Avant même de retrouver ses fonctions de Premier ministre, Donald Tusk s’est rendu à Bruxelles plusieurs fois, notamment à l’occasion d’un sommet du PPE fin octobre, œuvrant dans les coulisses pour un prompt rétablissement des financements européens.
Une manne précieuse, à hauteur de 76,5 milliards d’euros de "fonds de cohésion" pour la période 2021-2027, destinés à élever le niveau de vie dans les régions les plus pauvres d’Europe. Or la Pologne en est privée depuis juin 2022 par la Commission européenne, qui a conditionné le versement de cette aide au respect de l’État de droit et à indépendance du système judiciaire, mis en péril par le PiS.
Le PiS, encore très puissant en Pologne
Donald Tusk compte s’attaquer au dossier et a d’ores-et-déjà annoncé des réformes visant à débloquer ces fonds, en appliquant les arrêts de la Cour de justice européenne, en adhérant au parquet européen et en séparant les portefeuilles de ministre de la Justice et de procureur général.
Mais le nouveau Premier ministre n’a pas les mains aussi libres qu’il le souhaiterait. "Ces changements dans le système juridique ne seront pas simples à mettre en œuvre, estime Dorota Dakowska, parce que l’ancien gouvernement a nommé des juges en violant les principes de l’État de droit. Ils sont là et ça va être difficile de les faire partir du jour au lendemain. Il va falloir revenir sur toutes ces choses qui ont été mises en place par le PiS, tout en respectant quand même la loi et les procédures."
Autre obstacle pour Donald Tusk, le PiS dispose toujours d'alliés à la présidence, à la banque centrale, au Tribunal constitutionnel, à la Cour suprême, ainsi que dans plusieurs institutions judiciaires et financières importantes de l'État polonais. Le nouveau gouvernement devra notamment composer avec le président conservateur Andrzej Duda, le commandant suprême des Forces armées, qui a un droit de veto sur des projets de lois. Quant à la définition de la politique nationale et internationale du pays, le Premier ministre en est chargé mais il doit coopérer avec le chef de l'État, selon la Constitution.
Ménager les eurosceptiques
"Du côté de la Commission européenne, et de la future présidence belge du Conseil, ils vont faire tout leur possible pour redonner des marges de manœuvres budgétaires à la Pologne et d’une certaine manière, indiquer aux citoyens polonais qu’ils ont fait le bon choix", ajoute Olivier Costa.
Si Donald Tusk dispose des faveurs de Bruxelles, ses positions ne seront pas pour autant systématiquement alignées sur celles du noyau dur franco-allemand.
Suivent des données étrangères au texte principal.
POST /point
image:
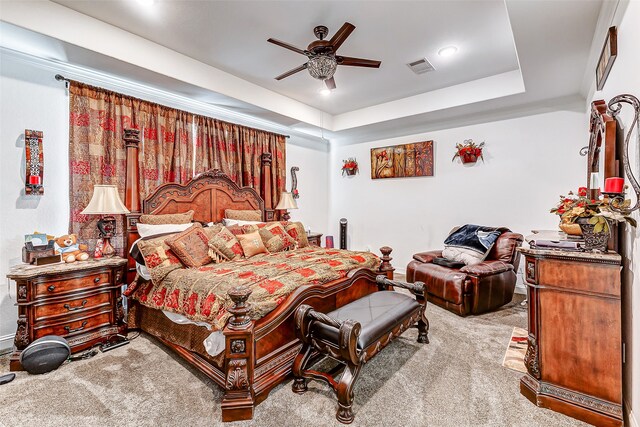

Le nouveau Premier ministre est disposé à accueillir l’Ukraine dans l’UE pour des raisons géostratégiques, mais concernant les modalités d’un élargissement, même Donald Tusk est assez réticent.
"La Pologne a besoin de garanties de ne pas perdre tous les fonds européens dont le pays bénéficie aujourd’hui, en faveur de nouveaux membres plus pauvres. Varsovie voudrait être assurée également de ne pas être soumise à une concurrence débridée de l’Ukraine en matière agricole", analyse Olivier Costa.
Sur la question européenne, en particulier celles de nouveaux traités, Donald Tusk fait preuve de prudence, remarque Olivier Costa. "Il est déjà sur une ligne défensive de défense, car il doit composer avec son opinion publique. Ce n’est pas parce que les libéraux ont emporté la majorité au Parlement, que subitement tout le pays est devenu europhile. Il ne faut donc pas s’attendre à un renversement complet", conclut le chercheur.